Nikolai feanziu o cenho, com raiva.

— O qu‐...?! — Ele foi interrompido.

— Essa é a minha casa e eu estou te dispensando. — Uma tosse rouca o obrigou a parar antes de continuar o pedido. — Você não é meu amado, muito menos meu amigo. Você é simplesmente alguém que trabalha pra mim, um mero funcionário. Por tanto, você está dispensado.

Nikolai deixou um som parecido com um lamento sair de sua boca. Ele não esperava que Fyodor fosse reagir tão mal, mas também sentia raiva, nojo, repulsa...

Fyodor revelou ser tudo aquilo que, um dia, ensinou Nikolai a odiar.

Ele subiu em cima da mesa e andou em direção a saída, chutando os doces e bolos que ele tinha  preparado com tanto carinho para Fyodor. Antes de sair da mesa em com um salto, ele se abaixou para pegar um pedaço de bolo com as mãos e o jogou em Fyodor, atingindo seu cabelo, que ainda escondia seu rosto.
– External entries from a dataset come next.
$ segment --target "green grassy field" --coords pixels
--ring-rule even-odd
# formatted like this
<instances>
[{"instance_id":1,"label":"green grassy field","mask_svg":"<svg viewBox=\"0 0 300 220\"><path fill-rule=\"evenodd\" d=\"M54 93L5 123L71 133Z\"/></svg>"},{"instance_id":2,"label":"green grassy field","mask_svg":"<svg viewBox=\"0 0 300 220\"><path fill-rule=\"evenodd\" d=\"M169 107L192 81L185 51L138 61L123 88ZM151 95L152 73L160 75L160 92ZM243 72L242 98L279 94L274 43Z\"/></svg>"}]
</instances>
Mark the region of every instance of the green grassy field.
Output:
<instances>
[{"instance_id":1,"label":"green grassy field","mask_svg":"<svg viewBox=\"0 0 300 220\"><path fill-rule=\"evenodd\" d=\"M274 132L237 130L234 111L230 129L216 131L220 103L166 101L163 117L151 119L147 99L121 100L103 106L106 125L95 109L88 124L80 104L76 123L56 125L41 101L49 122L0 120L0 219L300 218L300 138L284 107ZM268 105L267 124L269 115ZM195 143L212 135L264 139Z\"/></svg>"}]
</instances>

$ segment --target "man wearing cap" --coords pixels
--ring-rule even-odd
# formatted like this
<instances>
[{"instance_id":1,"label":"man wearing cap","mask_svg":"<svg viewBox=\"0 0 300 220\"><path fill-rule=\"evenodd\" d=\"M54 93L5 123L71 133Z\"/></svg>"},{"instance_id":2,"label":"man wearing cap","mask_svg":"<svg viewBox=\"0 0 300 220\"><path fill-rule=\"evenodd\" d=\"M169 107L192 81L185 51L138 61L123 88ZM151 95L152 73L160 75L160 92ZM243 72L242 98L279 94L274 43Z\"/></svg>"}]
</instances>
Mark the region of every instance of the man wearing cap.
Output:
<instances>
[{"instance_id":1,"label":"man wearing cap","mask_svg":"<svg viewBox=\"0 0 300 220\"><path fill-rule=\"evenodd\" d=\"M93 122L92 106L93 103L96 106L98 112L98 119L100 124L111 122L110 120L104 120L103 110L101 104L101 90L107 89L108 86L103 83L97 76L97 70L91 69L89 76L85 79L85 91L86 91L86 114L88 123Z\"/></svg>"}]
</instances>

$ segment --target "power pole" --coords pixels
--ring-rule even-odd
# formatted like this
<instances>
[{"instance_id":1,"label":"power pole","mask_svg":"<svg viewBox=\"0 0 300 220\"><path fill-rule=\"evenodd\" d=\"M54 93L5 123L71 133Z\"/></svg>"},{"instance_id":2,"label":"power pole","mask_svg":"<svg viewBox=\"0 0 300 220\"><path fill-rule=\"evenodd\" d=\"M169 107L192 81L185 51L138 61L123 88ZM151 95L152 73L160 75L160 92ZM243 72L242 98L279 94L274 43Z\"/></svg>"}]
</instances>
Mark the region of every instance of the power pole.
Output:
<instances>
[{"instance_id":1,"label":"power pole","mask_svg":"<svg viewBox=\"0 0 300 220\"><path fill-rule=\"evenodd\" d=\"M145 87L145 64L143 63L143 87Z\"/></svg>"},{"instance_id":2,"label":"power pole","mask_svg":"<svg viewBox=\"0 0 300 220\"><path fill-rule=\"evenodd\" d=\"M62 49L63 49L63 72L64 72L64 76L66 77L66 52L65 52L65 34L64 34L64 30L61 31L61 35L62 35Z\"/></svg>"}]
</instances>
Assim que ouviu Nikolai sair da casa, Fyodor levantou a cabeça, se vendo no espelho da sala de jantar. Ele viu sua boca manchada de sangue e pétalas roxas. Ele viu o que sempre tentou esconder de si mesmo.

Ele nunca admitiu que amava Nikolai. Aquilo não era certo a seus olhos. Como dizia a bíblia, ele pensava nisso toda vez que fantasiava sobre Nikolai.

Ele nunca se odiou tanto, nunca sentiu tanta repulsa de si mesmo, nunca quis tanto morrer quanto ele queria naquela tarde.

Poderia parecer algo insignificante, mas, para Fyodor, foi como descobrir que tudo que ele viveu durante toda sua vida fosse uma grande mentira.

A Bíblia era uma mentira. Seu amor era uma mentira. Sua liberdade era uma mentira. Sua pele era uma mentira. Seus olhos cansados eram uma mentira. As flores roxas eram uma mentira...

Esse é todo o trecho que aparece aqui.